I don't want this published online. It's kind of complicated. An agreement was made between a grandson and his grandfather
where the grandfather sold the home to the grandson on land contract and reserved it his lifetime (here in WV). In exchange for monthly payments and lifetime rights to live there from the grandson, the grandfather (GF) agreed to be responsible for maintaining insurance, taxes, and upkeep. GF was placed in a nursing home and his daughter was given POA and stopped upkeep, insurance, and payment of taxes. She turned off the utilities
, let mold take over the basement, and left garbage in the basement. Grandson (GS) who lives in another state came home, cleaned it up, turned utilities back on, blew out water lines to winterize the house and then changed the locks on the doors to keep the daughter and GF's other children from undoing what he had done. When GF was placed in the nursing home the GS drew up a deed putting it into GS's name and GF agreed and signed it and it was filed at the county court house. So the house is now in GS's name and GF will be residing in the nursing home til he dies. GS did put in the deed that GF "has the right to live there until death", although GF will never be leaving the nursing home.

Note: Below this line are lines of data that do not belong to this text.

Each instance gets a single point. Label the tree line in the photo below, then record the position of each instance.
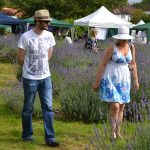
(62, 9)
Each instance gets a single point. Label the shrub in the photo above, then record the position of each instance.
(81, 103)
(141, 138)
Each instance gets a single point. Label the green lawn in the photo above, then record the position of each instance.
(72, 135)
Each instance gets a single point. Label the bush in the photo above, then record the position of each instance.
(141, 138)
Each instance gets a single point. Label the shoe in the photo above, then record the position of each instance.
(53, 144)
(28, 139)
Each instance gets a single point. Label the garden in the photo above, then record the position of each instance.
(80, 117)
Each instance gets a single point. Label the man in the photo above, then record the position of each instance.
(35, 48)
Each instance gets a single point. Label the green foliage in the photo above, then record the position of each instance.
(7, 54)
(69, 8)
(137, 16)
(141, 138)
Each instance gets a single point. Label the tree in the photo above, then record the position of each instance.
(137, 15)
(63, 9)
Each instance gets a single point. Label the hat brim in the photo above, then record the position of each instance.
(49, 19)
(123, 37)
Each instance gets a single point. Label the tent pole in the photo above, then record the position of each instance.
(88, 31)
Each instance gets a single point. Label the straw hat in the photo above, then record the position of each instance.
(42, 14)
(123, 34)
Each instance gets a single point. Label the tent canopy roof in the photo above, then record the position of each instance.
(54, 22)
(102, 18)
(4, 26)
(6, 20)
(145, 26)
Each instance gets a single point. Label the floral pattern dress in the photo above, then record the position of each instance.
(115, 83)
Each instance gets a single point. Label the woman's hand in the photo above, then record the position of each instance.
(95, 86)
(136, 85)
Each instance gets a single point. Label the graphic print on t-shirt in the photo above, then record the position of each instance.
(37, 56)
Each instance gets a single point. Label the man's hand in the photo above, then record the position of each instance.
(95, 86)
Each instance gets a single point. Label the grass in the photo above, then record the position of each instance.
(72, 135)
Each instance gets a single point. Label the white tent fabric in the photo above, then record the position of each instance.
(102, 18)
(102, 33)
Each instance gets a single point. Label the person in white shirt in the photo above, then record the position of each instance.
(35, 48)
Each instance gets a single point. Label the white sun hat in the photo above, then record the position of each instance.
(42, 14)
(123, 34)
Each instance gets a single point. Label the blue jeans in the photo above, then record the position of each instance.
(44, 89)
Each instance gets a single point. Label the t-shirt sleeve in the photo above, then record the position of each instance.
(22, 42)
(52, 40)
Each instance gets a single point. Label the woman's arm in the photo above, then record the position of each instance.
(102, 65)
(135, 75)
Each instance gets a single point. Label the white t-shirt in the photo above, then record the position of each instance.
(68, 40)
(36, 65)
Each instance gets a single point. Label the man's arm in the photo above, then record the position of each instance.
(20, 56)
(50, 51)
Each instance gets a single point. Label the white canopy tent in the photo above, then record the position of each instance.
(102, 18)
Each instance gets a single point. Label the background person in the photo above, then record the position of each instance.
(91, 43)
(113, 78)
(35, 50)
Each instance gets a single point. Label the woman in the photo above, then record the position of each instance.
(92, 41)
(113, 78)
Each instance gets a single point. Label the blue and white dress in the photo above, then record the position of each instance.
(115, 82)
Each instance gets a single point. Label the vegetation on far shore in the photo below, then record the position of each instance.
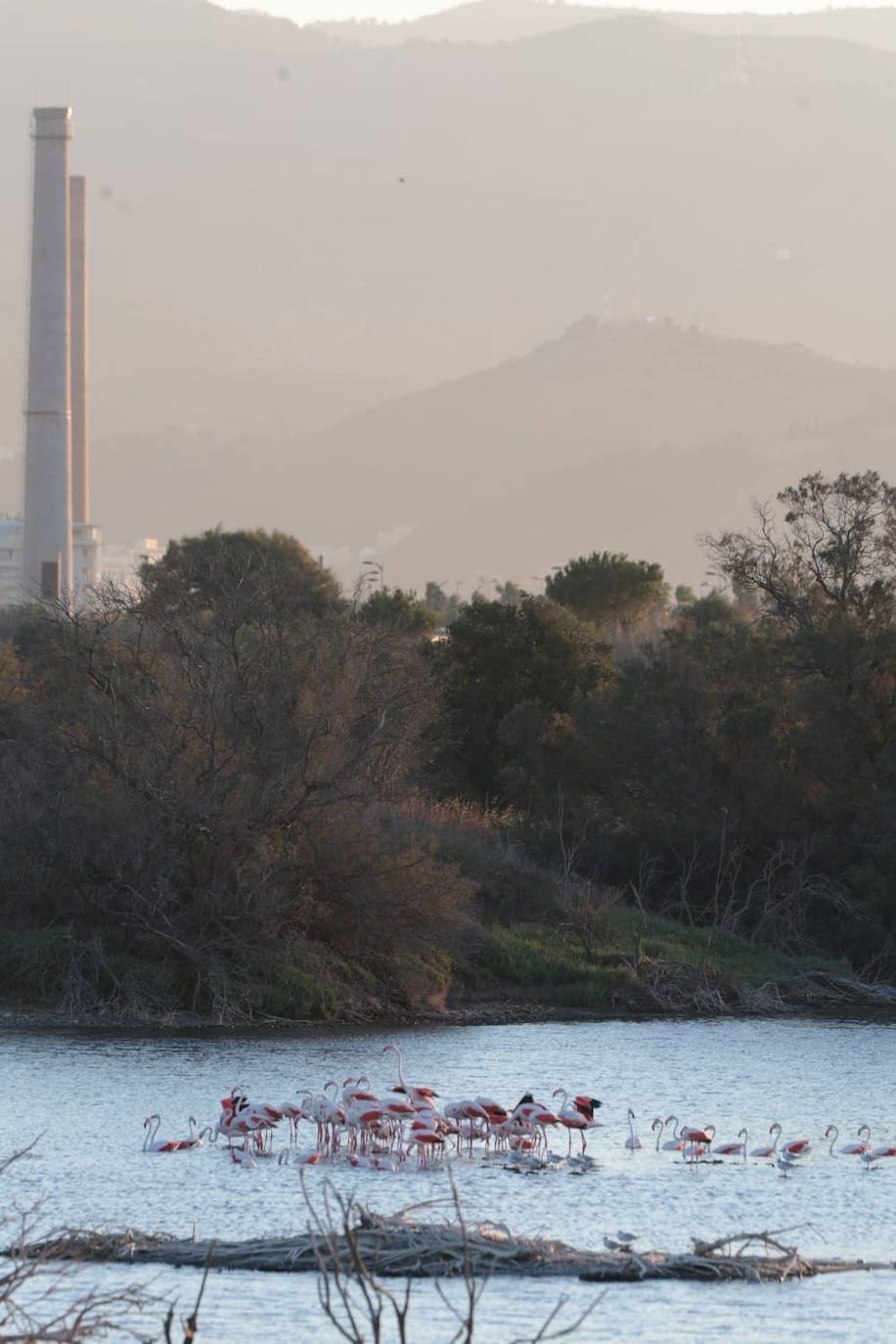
(237, 794)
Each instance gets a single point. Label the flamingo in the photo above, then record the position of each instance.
(571, 1117)
(169, 1145)
(769, 1149)
(675, 1143)
(850, 1149)
(242, 1159)
(738, 1149)
(414, 1093)
(694, 1135)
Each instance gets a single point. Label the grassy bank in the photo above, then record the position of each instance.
(532, 963)
(548, 963)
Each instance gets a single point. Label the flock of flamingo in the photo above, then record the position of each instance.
(381, 1133)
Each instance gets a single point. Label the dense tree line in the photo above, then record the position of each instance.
(204, 779)
(740, 770)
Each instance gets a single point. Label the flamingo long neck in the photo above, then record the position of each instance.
(400, 1071)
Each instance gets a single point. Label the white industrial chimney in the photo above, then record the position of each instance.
(79, 352)
(47, 554)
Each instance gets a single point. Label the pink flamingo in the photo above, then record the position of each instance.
(850, 1149)
(169, 1145)
(769, 1149)
(571, 1117)
(738, 1149)
(413, 1093)
(633, 1142)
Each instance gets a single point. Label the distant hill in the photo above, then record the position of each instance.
(511, 21)
(477, 22)
(259, 266)
(623, 435)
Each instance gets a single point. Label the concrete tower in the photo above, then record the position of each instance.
(79, 352)
(47, 554)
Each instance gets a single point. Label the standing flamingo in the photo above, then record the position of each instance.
(850, 1149)
(675, 1143)
(769, 1149)
(571, 1118)
(414, 1093)
(169, 1145)
(738, 1149)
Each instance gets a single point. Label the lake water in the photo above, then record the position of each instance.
(89, 1093)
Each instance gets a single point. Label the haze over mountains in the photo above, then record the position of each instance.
(261, 270)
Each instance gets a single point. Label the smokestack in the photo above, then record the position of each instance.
(47, 557)
(79, 352)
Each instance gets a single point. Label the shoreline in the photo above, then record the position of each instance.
(488, 1013)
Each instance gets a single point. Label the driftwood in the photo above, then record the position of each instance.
(400, 1247)
(680, 987)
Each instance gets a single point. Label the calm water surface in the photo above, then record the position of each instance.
(90, 1093)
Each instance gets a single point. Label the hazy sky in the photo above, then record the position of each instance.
(305, 11)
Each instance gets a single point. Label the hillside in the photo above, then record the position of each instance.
(261, 269)
(619, 435)
(511, 21)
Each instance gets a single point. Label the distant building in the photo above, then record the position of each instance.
(53, 549)
(121, 563)
(86, 560)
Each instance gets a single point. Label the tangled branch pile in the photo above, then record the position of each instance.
(402, 1247)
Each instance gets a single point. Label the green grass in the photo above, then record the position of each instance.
(551, 962)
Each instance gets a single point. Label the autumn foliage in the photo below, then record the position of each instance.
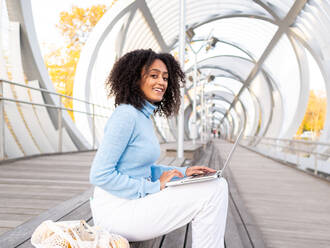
(75, 25)
(315, 114)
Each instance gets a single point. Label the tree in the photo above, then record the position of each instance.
(315, 114)
(75, 25)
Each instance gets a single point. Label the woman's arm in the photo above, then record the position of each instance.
(117, 133)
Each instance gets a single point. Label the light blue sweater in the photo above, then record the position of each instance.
(124, 163)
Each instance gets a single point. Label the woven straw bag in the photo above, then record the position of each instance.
(74, 234)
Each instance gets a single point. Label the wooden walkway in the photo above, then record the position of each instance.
(31, 186)
(290, 207)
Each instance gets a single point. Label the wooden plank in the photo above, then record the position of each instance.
(23, 232)
(288, 206)
(175, 238)
(152, 243)
(232, 236)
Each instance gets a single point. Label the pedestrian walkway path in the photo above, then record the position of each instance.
(290, 207)
(31, 186)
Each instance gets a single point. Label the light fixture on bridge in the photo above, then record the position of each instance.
(211, 43)
(210, 78)
(190, 34)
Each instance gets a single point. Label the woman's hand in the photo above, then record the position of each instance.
(167, 176)
(198, 170)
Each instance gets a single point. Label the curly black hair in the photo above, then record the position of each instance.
(125, 78)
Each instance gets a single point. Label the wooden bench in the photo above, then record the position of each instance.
(240, 230)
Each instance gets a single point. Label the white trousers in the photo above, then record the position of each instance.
(203, 204)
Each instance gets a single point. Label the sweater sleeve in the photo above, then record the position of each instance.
(157, 170)
(117, 134)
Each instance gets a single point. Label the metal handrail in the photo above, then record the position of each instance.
(52, 92)
(59, 108)
(295, 150)
(293, 140)
(51, 106)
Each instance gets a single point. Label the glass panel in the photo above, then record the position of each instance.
(285, 73)
(252, 35)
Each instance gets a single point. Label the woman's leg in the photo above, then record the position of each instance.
(204, 204)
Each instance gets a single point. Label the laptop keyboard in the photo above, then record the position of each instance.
(204, 175)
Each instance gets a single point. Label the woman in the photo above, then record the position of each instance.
(130, 197)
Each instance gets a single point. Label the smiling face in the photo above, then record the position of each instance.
(154, 81)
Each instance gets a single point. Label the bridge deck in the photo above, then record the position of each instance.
(290, 207)
(31, 186)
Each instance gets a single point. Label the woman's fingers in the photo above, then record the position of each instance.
(167, 176)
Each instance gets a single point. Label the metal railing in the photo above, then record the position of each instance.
(298, 148)
(60, 108)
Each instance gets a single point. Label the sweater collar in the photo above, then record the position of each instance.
(148, 109)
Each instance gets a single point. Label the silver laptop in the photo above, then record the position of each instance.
(208, 176)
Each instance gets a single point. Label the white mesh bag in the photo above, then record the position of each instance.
(74, 234)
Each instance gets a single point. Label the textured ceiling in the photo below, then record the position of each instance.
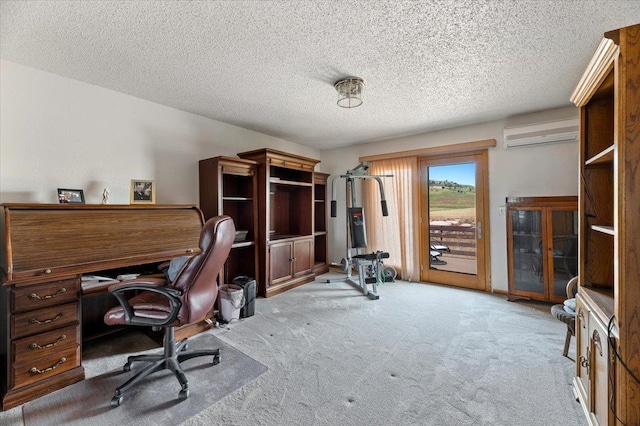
(270, 66)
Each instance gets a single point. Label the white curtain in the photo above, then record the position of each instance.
(397, 233)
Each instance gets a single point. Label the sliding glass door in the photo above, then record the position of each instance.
(453, 233)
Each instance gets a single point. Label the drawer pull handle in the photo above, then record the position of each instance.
(48, 345)
(37, 321)
(48, 296)
(53, 367)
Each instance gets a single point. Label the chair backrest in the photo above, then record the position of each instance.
(197, 279)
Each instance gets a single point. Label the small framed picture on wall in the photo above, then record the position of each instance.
(70, 196)
(143, 192)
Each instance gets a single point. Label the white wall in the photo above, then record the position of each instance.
(57, 132)
(528, 171)
(61, 133)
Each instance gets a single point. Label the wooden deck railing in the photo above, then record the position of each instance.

Questions include 1. Does the deed now nullify the original purchase agreement conditions each had agreed to meet? 2. Does the way it is stated in the deed mean he "reserves" the home place or can it be interpreted to mean he can go back there to live WITH the GS (IF) there is a remote possibility he may ever want to go back, and not necessarily maintain exclusive rights to live there? 3. Does the fact that he is residing in a nursing home, and will be til he dies, change anything? 4. Do the GF's children have a legal right to come and go as they please and is the GS required to give them a key? And fyi, the GS has told his aunts and uncles (GF's children) that they can get what they need/want from the house, they just need to make arrangements with him to do so. 5. Does the fact that GF and the POA have breached the original purchase agreement change anything?
6. Is the original agreement delineating each's responsibilities still binding on either of them? (In addition to the deed?)
7. Apparently the daughter has had the POA since around the year 2000, (when her mother died, who had paid all the bills) and has been taking care of paying some of his bills for the last few years. (The original purchase agreement was made, only between GF and GS, 3 years ago.) GF has bought and sold vehicles and conducted other business and paid some bills on his own. He is 89 but has his right mind. He has never been deemed incompetent. And in this state, I have heard, for POAs to be legitimate, they are supposed to be on record at the court house - not sure about that - or if it makes any difference to anything.
JA: Because real estate
law varies from place to place, can you tell me what state this is in?
JA: Has anything been filed or reported?
Customer: Not sure I understand the question. The deed is on file, along with the original purchase agreement, at the court house.
JA: Anything else you want the lawyer to know before I connect you?
Customer: Not that I can think of, unless it would be to let him/her know the aunts and uncles are harrassing him via emails and texts constantly.